I was on a bed - one of many - sheltered by a large sheet that had been converted into an open tent. Nurses and doctors worked their way around, disappearing off to other similar structures, carrying basins and cloths and supplies. Crates were here and there, acting as work surfaces for the medics. To my right, another bed with another soldier, bandaged everywhere. Briefly, I struggled to remember what brought me here.

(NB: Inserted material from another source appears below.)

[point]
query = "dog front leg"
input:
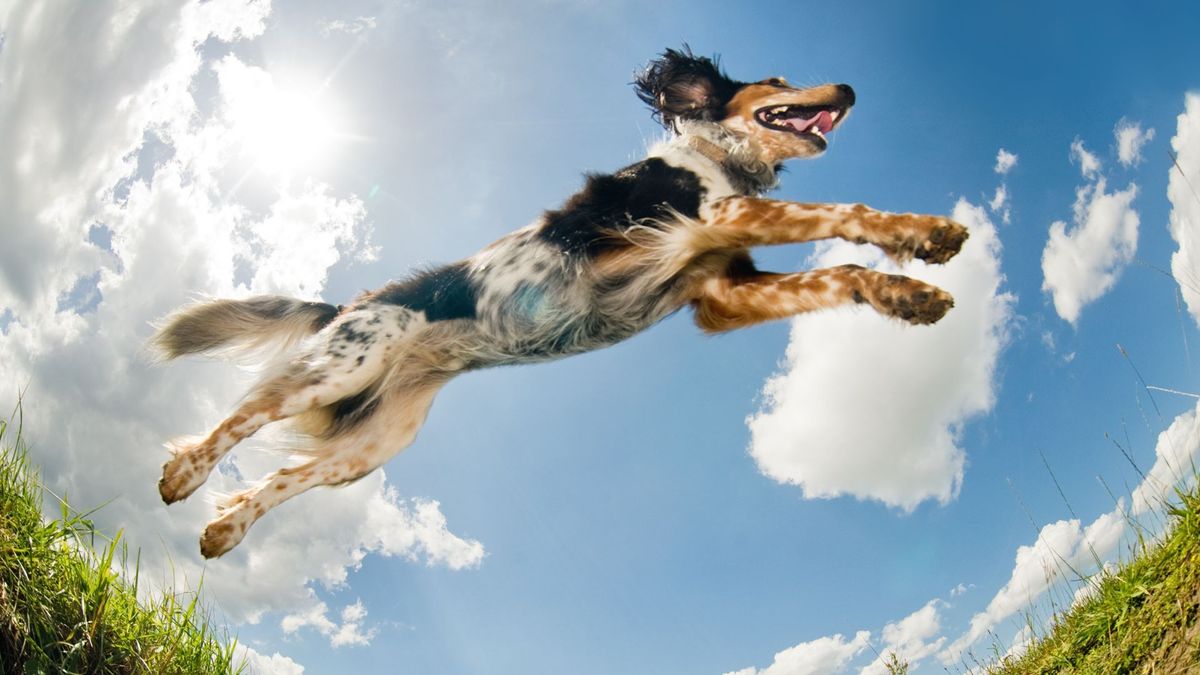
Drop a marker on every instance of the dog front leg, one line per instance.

Each and every muscle ached, comforted by the lack of movement but frustrated that I ever exerted myself in the first place. My head tossed gently to my left, the straw pillow caressing my cheek. A medic sat on a wooden stool nearby, leaning with his elbows on his knees, hands clasped together around a leather band bearing the cross. Instinctively, he looked up.

"E-Eugene?" I whispered.

Unsure whether to be shocked or delighted, he smiled. When I tried to move, he darted up, pressing his hands to my collarbone to keep me down.

"Whoa, whoa." He smiled more. "It's all right."

Hundreds of queries flashed through my mind, yet my voice wouldn't allow them to escape.

"You're all right?"

My lack of answer had him reaching for his canteen, pressing the neck of the bottle to my lips so I could sip some of the water within. An uncertain memory flashed through my mind; another doing the same thing, maybe. Elsewhere.

"Where am I?" I croaked.

He glanced around, "A field hospital. A DPC, just off the border of France."

I nodded, trying to gather my mind. Meanwhile, Eugene returned to his seat, somewhat expecting for there to be nothing more from the encounter.

"How?"

His brows furrowed, "You can't remember anything?"

Some things.

"That's okay." He said assuringly. "It's the trauma. Your mind is shoving out all things ugly."

I savoured the sentence; the last I could remember was the church, a medic finding me on the floor.

"You." I said after a while. "You carried me. To the street."

He flicked through his own memory, wondering when this was. Then, he realised: carried me from the church, put me down, only to return and find me gone. That was just over two weeks ago.

"That's what you remember?"

I nodded. He smiled again, somewhat disappointingly.

"Was there more?"

His head bobbed, "A lot. But that's okay."

A group of soldiers waltzed by the front of the shelter, catching my eye. Oh, yes. There was a lot more. My heart fell.

"I remember." I said, not realising tears were already swelling in my eyelids.

After all, I still wore the shirt of another.

"Do you want to talk about it?" He noticed my sorrow.

"I don't know." I shrugged pathetically. "I can't remember enough."